Bedrohte Wettbewerbsfähigkeit
Die traditionellen Fluggesellschaften haben sich entschieden dagegen ausgesprochen, Langstreckenflüge in den EU-Kohlenstoffmarkt einzubeziehen. Sie argumentieren, dass dies die Wettbewerbsfähigkeit der EU-Luftfahrtindustrie beeinträchtigen und ihre Fähigkeit einschränken würde, in innovative, kohlenstoffarme Flugzeuge zu investieren.
Sie behaupten auch, dass die Politik die Fluggesellschaften dazu veranlassen könnte, Flüge und Tätigkeiten außerhalb des Geltungsbereichs der grünen Maßnahmen zu verlagern – ein Phänomen, das als „Carbon Leakage“ bekannt ist.
Diese Bedenken teilt auch Henna Virkkunen, Abgeordnete der Mitte-Rechts-Partei EVP und Mitglied des Industrie- und des Verkehrsausschusses des Europäischen Parlaments.
„Wir müssen die effizientesten Instrumente zur Reduzierung der Emissionen finden, ohne unsere Wettbewerbsfähigkeit zu beeinträchtigen. Die Schaffung europäischer Regeln für globale Industrien wie die Luftfahrtindustrie darf nicht dazu führen, dass der Luftverkehr in Zukunft außerhalb der EU verlagert wird“, so Virkkunen gegenüber EURACTIV.
„Mit dem ETS müssen wir einen schrittweisen Übergang gewährleisten, um unsere Wettbewerbsfähigkeit zu sichern. Die europäische Luftverkehrsbranche braucht ausreichend Zeit, um sich auf den Wandel des gesamten Sektors einzustellen“, fügte sie hinzu.
Nach Ansicht von József Váradi, dem CEO der Wizz Air Group, sind die Bedenken hinsichtlich des Carbon Leakage jedoch übertrieben.
„Wir sollten uns nicht von den unbegründeten Behauptungen der großen europäischen Fluggesellschaften über die Verlagerung von CO2-Emissionen beeindrucken lassen“, sagte er.

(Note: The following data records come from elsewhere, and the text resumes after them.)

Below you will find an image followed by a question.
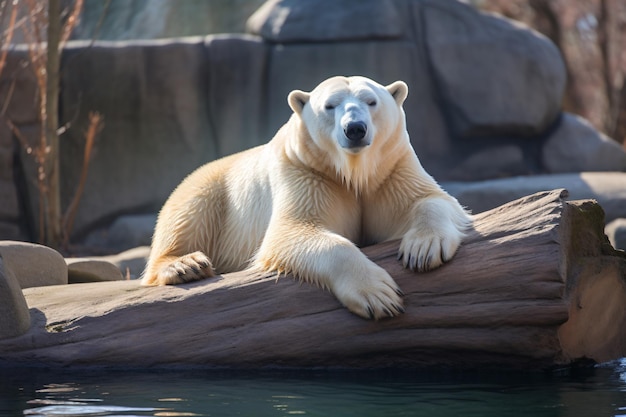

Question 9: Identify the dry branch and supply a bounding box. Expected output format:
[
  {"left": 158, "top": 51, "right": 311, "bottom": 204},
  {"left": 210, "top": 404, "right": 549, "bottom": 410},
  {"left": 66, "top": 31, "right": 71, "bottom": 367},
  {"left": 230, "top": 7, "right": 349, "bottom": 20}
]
[{"left": 0, "top": 190, "right": 626, "bottom": 369}]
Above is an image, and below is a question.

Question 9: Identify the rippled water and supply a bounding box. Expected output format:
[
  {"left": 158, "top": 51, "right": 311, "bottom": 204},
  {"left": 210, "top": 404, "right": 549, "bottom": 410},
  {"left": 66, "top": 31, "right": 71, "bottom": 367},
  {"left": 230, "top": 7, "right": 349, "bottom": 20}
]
[{"left": 0, "top": 360, "right": 626, "bottom": 417}]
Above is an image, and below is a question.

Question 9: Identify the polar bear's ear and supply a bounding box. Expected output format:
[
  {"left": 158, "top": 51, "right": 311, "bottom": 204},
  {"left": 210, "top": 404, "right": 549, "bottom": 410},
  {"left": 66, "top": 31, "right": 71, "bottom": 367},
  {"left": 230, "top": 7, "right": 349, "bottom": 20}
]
[
  {"left": 385, "top": 81, "right": 409, "bottom": 106},
  {"left": 287, "top": 90, "right": 311, "bottom": 114}
]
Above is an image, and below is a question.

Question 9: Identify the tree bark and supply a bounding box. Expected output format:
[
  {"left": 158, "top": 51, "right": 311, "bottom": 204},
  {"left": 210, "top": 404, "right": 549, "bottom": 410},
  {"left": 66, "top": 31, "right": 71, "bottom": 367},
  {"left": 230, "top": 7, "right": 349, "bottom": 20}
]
[
  {"left": 0, "top": 190, "right": 626, "bottom": 369},
  {"left": 40, "top": 0, "right": 61, "bottom": 249}
]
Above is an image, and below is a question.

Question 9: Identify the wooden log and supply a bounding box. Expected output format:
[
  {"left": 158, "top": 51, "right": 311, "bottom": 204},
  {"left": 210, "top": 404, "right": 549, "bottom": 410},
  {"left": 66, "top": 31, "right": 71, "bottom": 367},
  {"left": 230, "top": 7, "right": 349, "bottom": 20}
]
[{"left": 0, "top": 190, "right": 626, "bottom": 369}]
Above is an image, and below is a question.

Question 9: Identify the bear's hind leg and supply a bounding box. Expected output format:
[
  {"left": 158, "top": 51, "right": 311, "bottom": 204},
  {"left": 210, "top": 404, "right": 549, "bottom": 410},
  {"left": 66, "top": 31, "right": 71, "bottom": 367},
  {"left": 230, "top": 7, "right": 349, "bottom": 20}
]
[{"left": 141, "top": 251, "right": 215, "bottom": 285}]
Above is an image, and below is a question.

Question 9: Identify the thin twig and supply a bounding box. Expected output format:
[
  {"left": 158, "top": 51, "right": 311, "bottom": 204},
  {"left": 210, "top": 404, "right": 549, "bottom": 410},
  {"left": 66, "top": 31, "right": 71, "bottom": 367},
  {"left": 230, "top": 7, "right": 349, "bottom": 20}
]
[{"left": 62, "top": 112, "right": 104, "bottom": 247}]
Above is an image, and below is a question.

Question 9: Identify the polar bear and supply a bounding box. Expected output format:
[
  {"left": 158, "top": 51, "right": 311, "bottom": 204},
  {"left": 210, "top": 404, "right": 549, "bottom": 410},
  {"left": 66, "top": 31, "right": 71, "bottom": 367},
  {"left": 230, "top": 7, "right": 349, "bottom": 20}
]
[{"left": 142, "top": 77, "right": 471, "bottom": 319}]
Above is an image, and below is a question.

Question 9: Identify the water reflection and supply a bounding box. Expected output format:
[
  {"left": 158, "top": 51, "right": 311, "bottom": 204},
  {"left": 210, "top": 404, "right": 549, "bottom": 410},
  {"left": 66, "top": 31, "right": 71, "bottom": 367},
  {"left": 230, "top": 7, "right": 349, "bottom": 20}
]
[{"left": 0, "top": 360, "right": 626, "bottom": 417}]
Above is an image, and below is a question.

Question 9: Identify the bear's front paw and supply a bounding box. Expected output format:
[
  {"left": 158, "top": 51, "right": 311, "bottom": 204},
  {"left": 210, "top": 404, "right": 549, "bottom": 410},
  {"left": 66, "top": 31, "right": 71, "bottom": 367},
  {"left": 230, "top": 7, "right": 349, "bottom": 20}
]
[
  {"left": 398, "top": 229, "right": 463, "bottom": 272},
  {"left": 156, "top": 252, "right": 215, "bottom": 285},
  {"left": 332, "top": 265, "right": 404, "bottom": 320}
]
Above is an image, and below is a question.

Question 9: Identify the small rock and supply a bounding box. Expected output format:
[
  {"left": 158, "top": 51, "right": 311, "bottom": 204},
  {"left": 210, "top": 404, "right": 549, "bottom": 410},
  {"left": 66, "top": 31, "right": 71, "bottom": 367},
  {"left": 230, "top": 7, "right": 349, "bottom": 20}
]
[
  {"left": 0, "top": 257, "right": 30, "bottom": 339},
  {"left": 66, "top": 258, "right": 124, "bottom": 284},
  {"left": 85, "top": 213, "right": 157, "bottom": 253},
  {"left": 0, "top": 240, "right": 68, "bottom": 288},
  {"left": 604, "top": 218, "right": 626, "bottom": 250},
  {"left": 102, "top": 246, "right": 150, "bottom": 279}
]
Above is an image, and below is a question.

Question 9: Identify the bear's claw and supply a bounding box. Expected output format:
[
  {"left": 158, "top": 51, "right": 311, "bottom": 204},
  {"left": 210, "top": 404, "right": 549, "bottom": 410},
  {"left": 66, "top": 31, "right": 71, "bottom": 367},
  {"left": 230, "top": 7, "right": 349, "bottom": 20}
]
[{"left": 157, "top": 252, "right": 215, "bottom": 285}]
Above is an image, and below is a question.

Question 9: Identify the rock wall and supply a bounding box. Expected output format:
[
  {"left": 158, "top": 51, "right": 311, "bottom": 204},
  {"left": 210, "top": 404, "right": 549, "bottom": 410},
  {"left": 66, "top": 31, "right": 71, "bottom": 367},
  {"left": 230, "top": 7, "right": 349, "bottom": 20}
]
[{"left": 0, "top": 0, "right": 626, "bottom": 245}]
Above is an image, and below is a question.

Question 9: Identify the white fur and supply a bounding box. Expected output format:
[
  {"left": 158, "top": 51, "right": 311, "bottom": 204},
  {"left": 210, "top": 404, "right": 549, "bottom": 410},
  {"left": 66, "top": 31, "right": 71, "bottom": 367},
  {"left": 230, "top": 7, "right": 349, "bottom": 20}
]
[{"left": 142, "top": 77, "right": 471, "bottom": 318}]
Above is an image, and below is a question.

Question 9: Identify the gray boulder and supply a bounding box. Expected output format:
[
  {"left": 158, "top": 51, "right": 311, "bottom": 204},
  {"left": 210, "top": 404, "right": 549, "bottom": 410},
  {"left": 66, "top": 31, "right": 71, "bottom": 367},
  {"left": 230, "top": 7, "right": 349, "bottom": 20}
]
[
  {"left": 0, "top": 241, "right": 68, "bottom": 288},
  {"left": 0, "top": 255, "right": 30, "bottom": 339}
]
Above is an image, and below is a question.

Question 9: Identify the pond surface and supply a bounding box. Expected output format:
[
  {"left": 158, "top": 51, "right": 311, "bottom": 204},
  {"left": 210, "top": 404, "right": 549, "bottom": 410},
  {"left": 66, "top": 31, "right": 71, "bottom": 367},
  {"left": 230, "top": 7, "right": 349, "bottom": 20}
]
[{"left": 0, "top": 359, "right": 626, "bottom": 417}]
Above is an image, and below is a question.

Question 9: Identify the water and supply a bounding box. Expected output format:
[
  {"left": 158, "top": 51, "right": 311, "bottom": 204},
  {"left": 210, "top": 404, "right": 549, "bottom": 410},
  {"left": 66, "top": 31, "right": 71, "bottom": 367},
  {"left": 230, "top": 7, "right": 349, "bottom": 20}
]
[{"left": 0, "top": 359, "right": 626, "bottom": 417}]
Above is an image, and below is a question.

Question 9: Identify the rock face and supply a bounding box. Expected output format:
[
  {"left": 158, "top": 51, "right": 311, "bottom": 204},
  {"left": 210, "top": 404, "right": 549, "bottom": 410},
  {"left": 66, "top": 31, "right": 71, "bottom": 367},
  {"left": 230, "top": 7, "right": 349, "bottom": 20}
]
[{"left": 0, "top": 0, "right": 626, "bottom": 250}]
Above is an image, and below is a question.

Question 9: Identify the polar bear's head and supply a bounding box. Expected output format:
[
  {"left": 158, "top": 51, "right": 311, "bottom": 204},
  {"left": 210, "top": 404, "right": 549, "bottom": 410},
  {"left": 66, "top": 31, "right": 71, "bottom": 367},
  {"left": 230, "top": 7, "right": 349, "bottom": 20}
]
[{"left": 288, "top": 77, "right": 410, "bottom": 187}]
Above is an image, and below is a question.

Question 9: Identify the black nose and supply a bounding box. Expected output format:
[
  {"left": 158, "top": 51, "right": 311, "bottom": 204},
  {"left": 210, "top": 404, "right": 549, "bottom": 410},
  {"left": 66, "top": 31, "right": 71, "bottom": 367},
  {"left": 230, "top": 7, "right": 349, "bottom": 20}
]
[{"left": 344, "top": 122, "right": 367, "bottom": 141}]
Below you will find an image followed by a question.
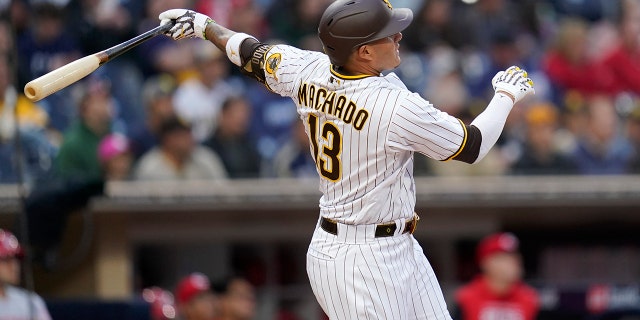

„Wenn es nach ihnen ginge, wären ihre ineffizienten, ‚Hub and Spoke‘-Langstreckenflüge von der Politik ausgenommen. Kohlenstoff macht nicht an den EU-Grenzen halt“, fügte er hinzu.
Eine im Januar veröffentlichte Studie von T&E kam zu dem Ergebnis, dass das Risiko einer Verlagerung von CO2-Emissionen außerhalb der EU aufgrund des ETS gering ist. Die zusätzlichen Kosten für Treibstoff, Personal und Flugzeuge infolge von Zwischenlandungen außerhalb der EU würden jeden wirtschaftlichen Vorteil zunichte machen.